Anyway, it’s a good song, albeit a depressingly timely one.
• This story about the bizarre spite of a right-wing white Alabama pastor is further confirmation of a general rule: If you’re looking for grace, avoid any church with the word “Grace” in its name.
• Michael F. Bird is not the first person to make this point — nor does he claim to be — but he’s a respected white evangelical biblical scholar, so he may be the first person to make this point who might actually be heard by some of the folks who need to hear it: “I’ll Say it: Certain Theologies Enable Sexual Abuse.”
There is something particularly hypocritical and sinister when some church leaders champion complementarianism as good for women, and yet reduce women to either a source of sexual temptation or see them as an instrument for male sexual fulfillment. Yes, that is not everyone in the SBC, it finds expression elsewhere too, but there is a weird type of complementarianism that oscillates between chivalry and chauvinism, between seeing women to be feared for their powers of seduction yet also aggressively controlled in want of sexual gratification, where women are dangerous Jezebels yet also a live-in concubine to be sexually enjoyed. …

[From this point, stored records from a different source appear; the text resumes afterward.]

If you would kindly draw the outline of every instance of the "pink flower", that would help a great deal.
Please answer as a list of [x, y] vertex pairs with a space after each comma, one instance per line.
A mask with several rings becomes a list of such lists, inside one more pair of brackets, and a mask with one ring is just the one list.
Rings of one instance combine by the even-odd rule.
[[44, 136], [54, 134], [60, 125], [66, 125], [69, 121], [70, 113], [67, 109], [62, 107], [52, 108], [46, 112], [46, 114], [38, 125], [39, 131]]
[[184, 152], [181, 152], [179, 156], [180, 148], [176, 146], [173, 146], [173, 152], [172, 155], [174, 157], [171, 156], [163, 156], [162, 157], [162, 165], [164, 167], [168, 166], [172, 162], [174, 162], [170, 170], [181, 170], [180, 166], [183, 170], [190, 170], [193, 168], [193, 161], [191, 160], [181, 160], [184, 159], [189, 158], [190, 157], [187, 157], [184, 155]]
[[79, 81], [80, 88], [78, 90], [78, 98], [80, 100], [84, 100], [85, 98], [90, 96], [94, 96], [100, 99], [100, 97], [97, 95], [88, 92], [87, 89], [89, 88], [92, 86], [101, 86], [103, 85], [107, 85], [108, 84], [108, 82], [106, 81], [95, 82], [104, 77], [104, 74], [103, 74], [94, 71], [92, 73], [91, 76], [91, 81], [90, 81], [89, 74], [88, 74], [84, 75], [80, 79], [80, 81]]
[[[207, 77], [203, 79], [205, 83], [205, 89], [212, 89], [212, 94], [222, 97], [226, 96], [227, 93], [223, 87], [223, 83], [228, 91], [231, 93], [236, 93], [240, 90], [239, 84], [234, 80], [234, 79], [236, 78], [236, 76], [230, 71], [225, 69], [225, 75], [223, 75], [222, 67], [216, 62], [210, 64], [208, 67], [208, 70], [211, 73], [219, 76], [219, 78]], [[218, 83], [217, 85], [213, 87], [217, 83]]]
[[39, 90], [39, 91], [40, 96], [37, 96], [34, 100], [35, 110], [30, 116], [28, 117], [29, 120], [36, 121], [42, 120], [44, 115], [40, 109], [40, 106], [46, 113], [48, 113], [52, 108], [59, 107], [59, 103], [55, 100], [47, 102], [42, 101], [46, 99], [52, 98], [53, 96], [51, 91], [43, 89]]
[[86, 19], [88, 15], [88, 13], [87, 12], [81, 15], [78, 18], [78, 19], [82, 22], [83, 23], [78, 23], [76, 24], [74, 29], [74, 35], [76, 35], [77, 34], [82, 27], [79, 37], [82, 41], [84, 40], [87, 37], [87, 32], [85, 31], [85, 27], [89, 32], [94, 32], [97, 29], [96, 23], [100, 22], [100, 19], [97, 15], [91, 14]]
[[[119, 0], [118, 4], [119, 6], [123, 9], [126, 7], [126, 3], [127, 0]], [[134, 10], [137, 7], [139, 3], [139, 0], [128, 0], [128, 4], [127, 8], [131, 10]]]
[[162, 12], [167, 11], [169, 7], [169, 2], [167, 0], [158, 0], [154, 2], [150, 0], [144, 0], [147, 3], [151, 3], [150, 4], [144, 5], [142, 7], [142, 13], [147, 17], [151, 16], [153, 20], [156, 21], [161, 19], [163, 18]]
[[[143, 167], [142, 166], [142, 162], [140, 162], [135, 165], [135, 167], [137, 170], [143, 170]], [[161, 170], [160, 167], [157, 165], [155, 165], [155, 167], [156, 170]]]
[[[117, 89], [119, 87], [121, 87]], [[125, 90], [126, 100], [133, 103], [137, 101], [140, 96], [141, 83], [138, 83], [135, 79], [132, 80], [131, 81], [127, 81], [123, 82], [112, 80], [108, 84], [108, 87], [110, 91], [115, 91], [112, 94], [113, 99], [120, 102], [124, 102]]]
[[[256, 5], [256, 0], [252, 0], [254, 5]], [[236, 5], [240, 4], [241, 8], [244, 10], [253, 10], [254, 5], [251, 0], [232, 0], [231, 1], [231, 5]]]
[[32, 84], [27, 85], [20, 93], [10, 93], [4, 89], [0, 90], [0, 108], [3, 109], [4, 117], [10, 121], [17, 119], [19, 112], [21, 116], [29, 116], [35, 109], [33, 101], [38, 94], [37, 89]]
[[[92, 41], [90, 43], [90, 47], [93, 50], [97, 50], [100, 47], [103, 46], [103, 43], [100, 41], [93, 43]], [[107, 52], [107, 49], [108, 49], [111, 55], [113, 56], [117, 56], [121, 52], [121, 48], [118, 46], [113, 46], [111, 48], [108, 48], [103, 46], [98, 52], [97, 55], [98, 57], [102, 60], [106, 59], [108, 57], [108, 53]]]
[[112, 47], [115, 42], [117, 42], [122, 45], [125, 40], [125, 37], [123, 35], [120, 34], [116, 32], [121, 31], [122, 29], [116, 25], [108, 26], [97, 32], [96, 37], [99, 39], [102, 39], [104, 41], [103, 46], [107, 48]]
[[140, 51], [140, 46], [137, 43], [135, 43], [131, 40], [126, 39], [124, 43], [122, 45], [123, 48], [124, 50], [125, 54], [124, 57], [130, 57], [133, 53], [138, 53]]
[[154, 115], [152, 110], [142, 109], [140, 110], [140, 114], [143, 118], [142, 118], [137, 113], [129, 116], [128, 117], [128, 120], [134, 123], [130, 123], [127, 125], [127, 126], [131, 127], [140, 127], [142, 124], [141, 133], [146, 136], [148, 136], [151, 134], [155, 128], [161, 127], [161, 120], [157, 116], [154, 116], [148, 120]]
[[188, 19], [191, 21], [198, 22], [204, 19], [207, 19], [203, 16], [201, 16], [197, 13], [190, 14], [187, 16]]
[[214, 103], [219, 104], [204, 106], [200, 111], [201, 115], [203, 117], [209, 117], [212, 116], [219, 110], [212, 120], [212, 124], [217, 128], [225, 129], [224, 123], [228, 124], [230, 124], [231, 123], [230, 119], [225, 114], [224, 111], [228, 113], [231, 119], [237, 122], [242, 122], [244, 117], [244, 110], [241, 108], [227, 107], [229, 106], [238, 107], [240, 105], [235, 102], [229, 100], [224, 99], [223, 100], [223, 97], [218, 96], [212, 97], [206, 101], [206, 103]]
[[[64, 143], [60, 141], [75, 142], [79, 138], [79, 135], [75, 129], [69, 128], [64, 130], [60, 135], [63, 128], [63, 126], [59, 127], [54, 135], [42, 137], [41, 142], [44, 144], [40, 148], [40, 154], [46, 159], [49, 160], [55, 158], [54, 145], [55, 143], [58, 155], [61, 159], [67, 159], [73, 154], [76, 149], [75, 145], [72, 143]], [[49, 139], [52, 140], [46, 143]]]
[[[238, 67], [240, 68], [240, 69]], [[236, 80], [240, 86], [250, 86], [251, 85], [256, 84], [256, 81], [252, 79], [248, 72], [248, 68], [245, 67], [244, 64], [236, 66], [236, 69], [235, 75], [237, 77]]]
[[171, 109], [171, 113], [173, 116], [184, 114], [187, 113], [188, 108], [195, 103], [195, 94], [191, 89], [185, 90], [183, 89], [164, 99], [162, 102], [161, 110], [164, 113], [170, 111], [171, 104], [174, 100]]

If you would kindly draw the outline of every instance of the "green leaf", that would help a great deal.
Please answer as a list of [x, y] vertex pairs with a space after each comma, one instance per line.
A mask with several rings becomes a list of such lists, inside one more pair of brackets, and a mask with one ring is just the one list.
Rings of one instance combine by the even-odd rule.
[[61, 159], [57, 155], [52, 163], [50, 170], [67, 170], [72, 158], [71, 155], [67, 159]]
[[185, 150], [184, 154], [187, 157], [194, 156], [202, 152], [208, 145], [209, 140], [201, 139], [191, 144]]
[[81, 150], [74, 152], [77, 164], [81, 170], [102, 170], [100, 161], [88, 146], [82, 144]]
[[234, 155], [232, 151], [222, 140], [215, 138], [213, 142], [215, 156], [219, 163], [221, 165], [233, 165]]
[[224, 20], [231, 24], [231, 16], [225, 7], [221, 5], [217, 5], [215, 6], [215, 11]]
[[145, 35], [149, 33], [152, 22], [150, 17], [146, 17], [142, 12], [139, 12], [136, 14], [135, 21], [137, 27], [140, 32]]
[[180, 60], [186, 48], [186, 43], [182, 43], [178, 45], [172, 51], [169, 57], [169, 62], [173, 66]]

Church leaders need to own up to their responsibility to protect the vulnerable from abuse and recognize the need to develop a culture for effectively confronting violence and abuse that focuses on the support of victims, not protecting the accused. What is more, the best, simplest, and easiest way to do that is to include women – whether ordained or not – at all levels of decision-making in churches and institutions. You need women present wherever matters affecting women are discussed or debated. Not that hard.